In a previous post on XenMobile Service monitoring, I wrote about the basic components that make up the XenMobile Service monitoring system. As stated, the solution is based on a system called Icinga2, a distributed, highly-available application that allows you to run business decisions based on the result of invoking checks or probes against another networked service, like XenMobile in this case

In this post, I’ll start to dig a bit deeper and illustrate the physical layout of the system in the cloud. Let’s begin by showing a (stripped down) deployment architecture and then we’ll break it down into its main parts:

Icinga can be configured to be distributed. In this case, we’re hosting two Icinga Master instances (center) for high-availability. These instances are in charge of discovering or enumerating our cloud customer base resources as well as our external/internal microservices. The masters also expose a web interface which acts as the portal that our CloudOps engineers use to visualize the status of every single one of our 14,000+ checks.

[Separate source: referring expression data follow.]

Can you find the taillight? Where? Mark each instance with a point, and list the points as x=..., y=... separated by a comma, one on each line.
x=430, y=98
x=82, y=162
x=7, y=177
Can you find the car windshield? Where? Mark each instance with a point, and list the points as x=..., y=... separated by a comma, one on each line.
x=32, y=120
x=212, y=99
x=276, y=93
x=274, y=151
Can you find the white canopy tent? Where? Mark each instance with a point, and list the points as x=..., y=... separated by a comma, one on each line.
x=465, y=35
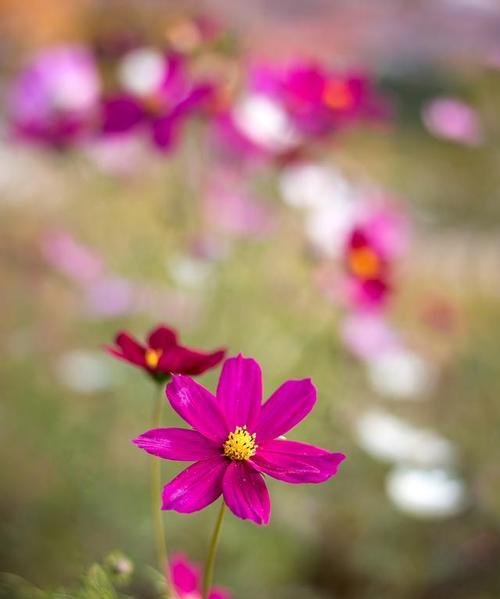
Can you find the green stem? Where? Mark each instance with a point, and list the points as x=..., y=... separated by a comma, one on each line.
x=159, y=530
x=209, y=564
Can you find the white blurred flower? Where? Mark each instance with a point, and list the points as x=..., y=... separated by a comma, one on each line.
x=265, y=123
x=401, y=374
x=367, y=334
x=328, y=227
x=392, y=439
x=121, y=154
x=313, y=186
x=426, y=492
x=84, y=371
x=142, y=71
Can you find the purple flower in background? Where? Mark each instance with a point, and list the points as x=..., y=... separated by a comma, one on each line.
x=285, y=108
x=53, y=100
x=368, y=335
x=234, y=440
x=319, y=101
x=157, y=95
x=162, y=354
x=453, y=119
x=73, y=259
x=185, y=577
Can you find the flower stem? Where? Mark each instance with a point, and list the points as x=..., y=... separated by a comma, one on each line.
x=209, y=564
x=159, y=530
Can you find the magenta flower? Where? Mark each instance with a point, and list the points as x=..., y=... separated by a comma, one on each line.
x=162, y=355
x=319, y=101
x=158, y=95
x=234, y=440
x=453, y=119
x=185, y=577
x=53, y=101
x=378, y=237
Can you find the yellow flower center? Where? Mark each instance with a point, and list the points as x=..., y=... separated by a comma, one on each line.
x=337, y=95
x=364, y=263
x=240, y=445
x=152, y=357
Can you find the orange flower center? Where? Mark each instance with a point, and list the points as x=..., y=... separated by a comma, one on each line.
x=364, y=263
x=240, y=444
x=337, y=95
x=152, y=357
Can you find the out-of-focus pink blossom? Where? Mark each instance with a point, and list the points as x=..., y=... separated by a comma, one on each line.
x=120, y=155
x=453, y=119
x=157, y=95
x=364, y=281
x=319, y=101
x=285, y=108
x=186, y=579
x=53, y=101
x=367, y=335
x=70, y=257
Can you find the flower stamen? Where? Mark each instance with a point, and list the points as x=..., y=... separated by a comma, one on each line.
x=240, y=444
x=152, y=357
x=364, y=263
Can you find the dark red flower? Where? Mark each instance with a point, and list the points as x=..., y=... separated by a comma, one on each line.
x=162, y=355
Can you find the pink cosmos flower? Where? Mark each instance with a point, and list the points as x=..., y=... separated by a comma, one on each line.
x=285, y=108
x=368, y=335
x=319, y=101
x=185, y=577
x=53, y=101
x=157, y=96
x=378, y=237
x=163, y=355
x=451, y=118
x=234, y=440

The masters work in an “active-active” High Availability mode, which means that both are actually performing the same jobs and either one can either execute local check commands or delegate remote commands onto the Remote Icinga instances, also called satellites. Let’s segue into those.

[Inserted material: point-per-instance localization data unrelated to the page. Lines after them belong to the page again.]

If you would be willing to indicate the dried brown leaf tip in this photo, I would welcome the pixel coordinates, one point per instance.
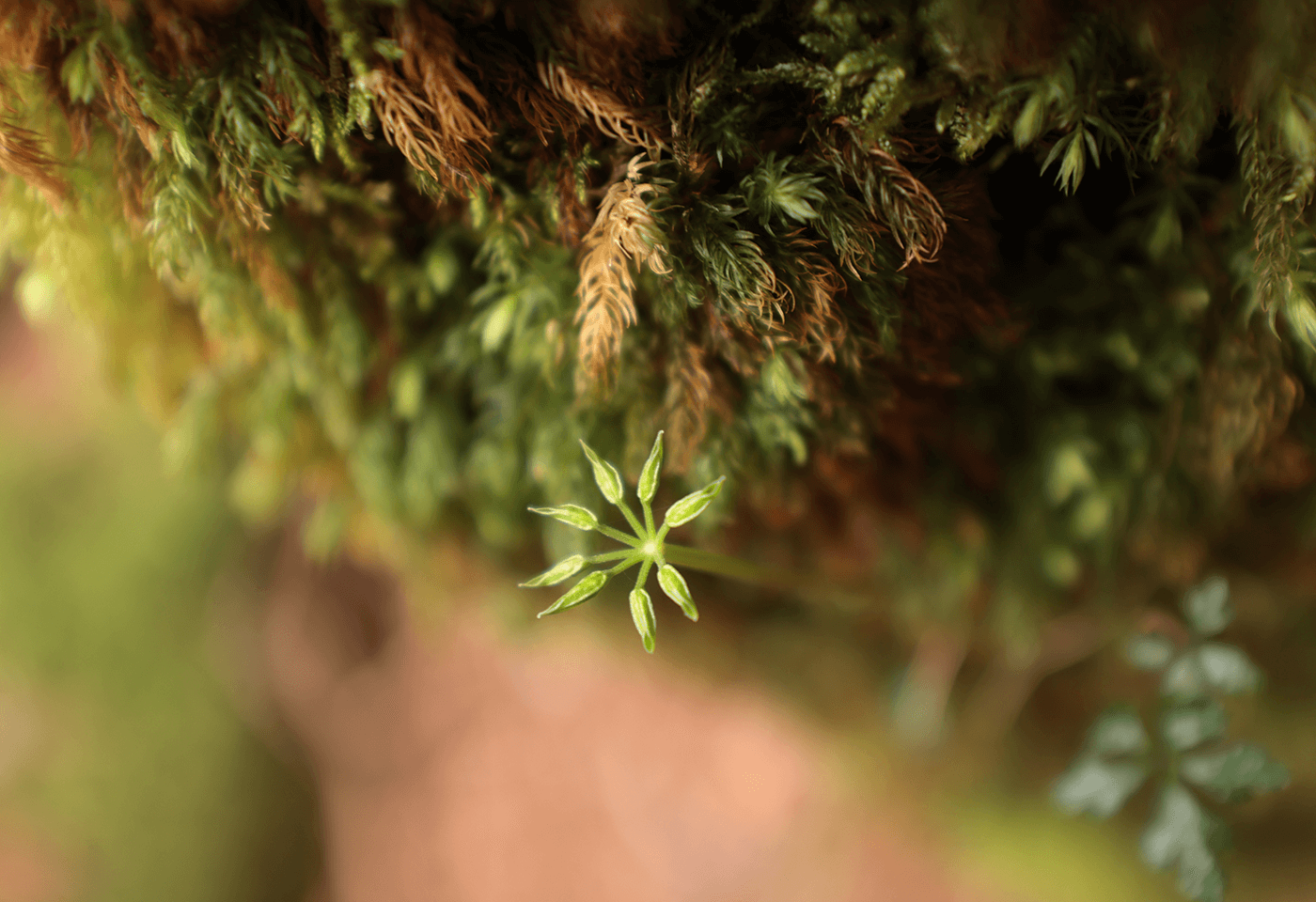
(431, 111)
(624, 230)
(24, 155)
(608, 112)
(911, 210)
(895, 196)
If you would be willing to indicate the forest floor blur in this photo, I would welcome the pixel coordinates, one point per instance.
(173, 728)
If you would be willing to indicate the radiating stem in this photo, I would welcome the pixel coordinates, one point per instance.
(730, 567)
(629, 560)
(609, 555)
(649, 517)
(618, 534)
(631, 519)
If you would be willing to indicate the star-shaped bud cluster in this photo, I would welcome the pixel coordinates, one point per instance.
(645, 547)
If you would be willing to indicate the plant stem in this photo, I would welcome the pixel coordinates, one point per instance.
(609, 555)
(730, 567)
(631, 519)
(618, 534)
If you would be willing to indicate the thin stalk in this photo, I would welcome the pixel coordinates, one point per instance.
(732, 567)
(618, 534)
(631, 519)
(628, 562)
(608, 555)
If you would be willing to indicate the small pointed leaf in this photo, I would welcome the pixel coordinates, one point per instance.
(570, 514)
(605, 474)
(674, 586)
(649, 474)
(1236, 773)
(642, 613)
(693, 505)
(1227, 668)
(1183, 832)
(582, 591)
(1096, 786)
(1207, 606)
(563, 569)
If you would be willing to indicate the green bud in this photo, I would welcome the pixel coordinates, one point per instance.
(582, 591)
(649, 474)
(605, 474)
(674, 586)
(570, 514)
(642, 613)
(693, 505)
(561, 571)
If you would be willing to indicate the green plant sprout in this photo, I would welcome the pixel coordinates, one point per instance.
(1191, 754)
(647, 547)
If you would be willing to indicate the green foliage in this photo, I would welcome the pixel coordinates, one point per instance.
(1191, 754)
(648, 545)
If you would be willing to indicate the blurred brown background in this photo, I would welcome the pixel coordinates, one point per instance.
(194, 711)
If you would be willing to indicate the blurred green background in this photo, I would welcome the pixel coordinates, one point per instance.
(132, 766)
(125, 766)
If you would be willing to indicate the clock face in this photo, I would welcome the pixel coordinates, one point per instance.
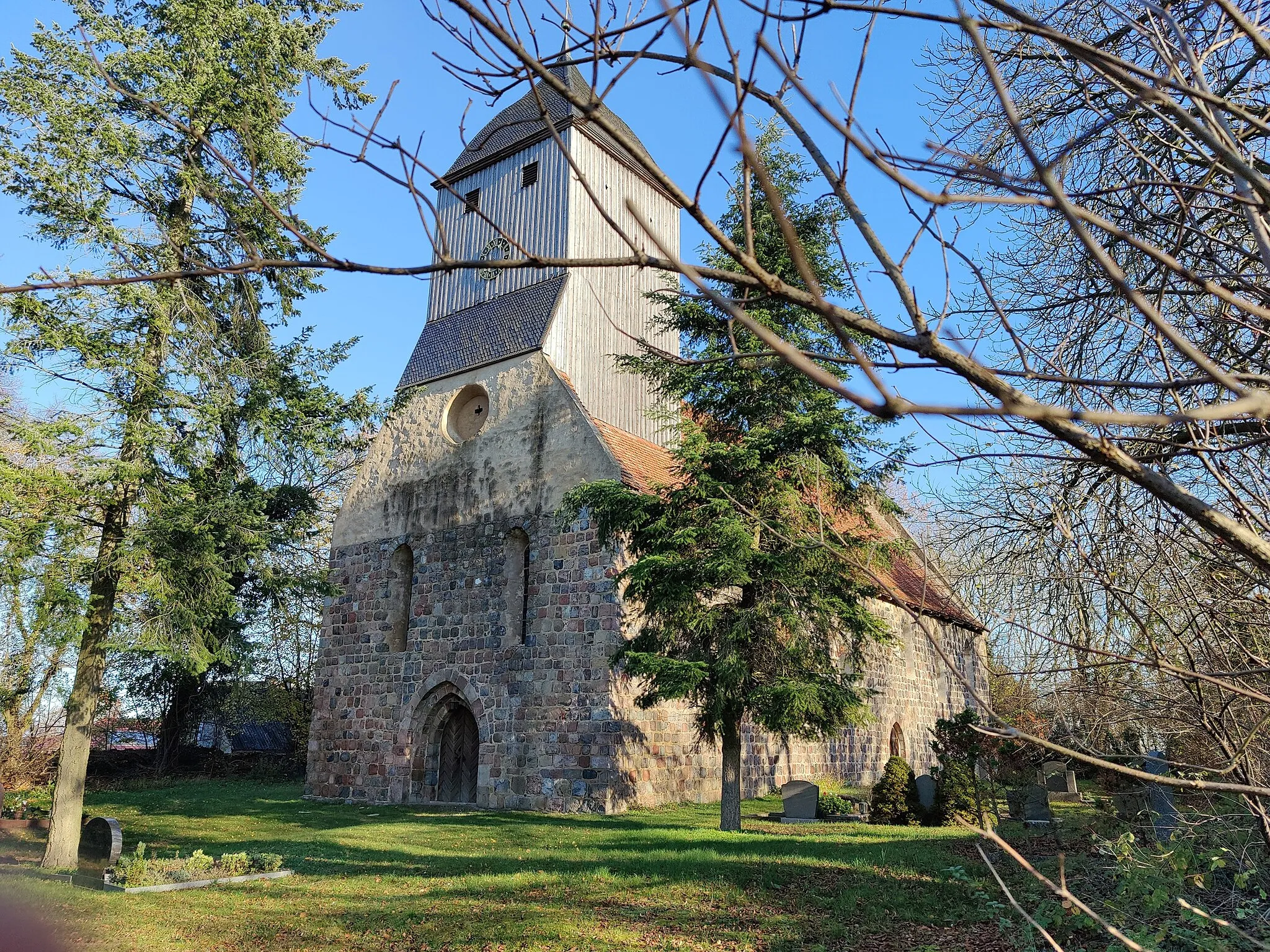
(497, 249)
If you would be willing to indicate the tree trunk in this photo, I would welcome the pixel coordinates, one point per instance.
(184, 696)
(66, 815)
(729, 800)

In order to reduce the load on the master instances, Icinga can be configured to perform checks on remote Icinga systems. These remote instances are set up with their own installation of Icinga but take on different configurations. In addition, none of the remotes performs any auto-discovery–the process of enumerating our environment to see what needs monitoring. The remote endpoints are only tasked with executing commands remotely against a specific part of a customer’s installation (e.g. LDAP, VM status, SSL Certificates, etc) and reporting that result back to the masters. Remotes can also be set up in a cluster for high availability so that any one of them can act and execute remote commands. We’ve made the regions with most abundant customer presence clustered this way using an “active-active” scheme.

So, on a basic level that’s how our distributed monitoring system is spread out. In an upcoming post, I’ll continue peeling off layers and show you exactly how we perform checks against a customer’s environment and what types of probes we execute periodically to ensure that our CloudOps engineers can proactively debug/troubleshoot issues before the customer is impacted.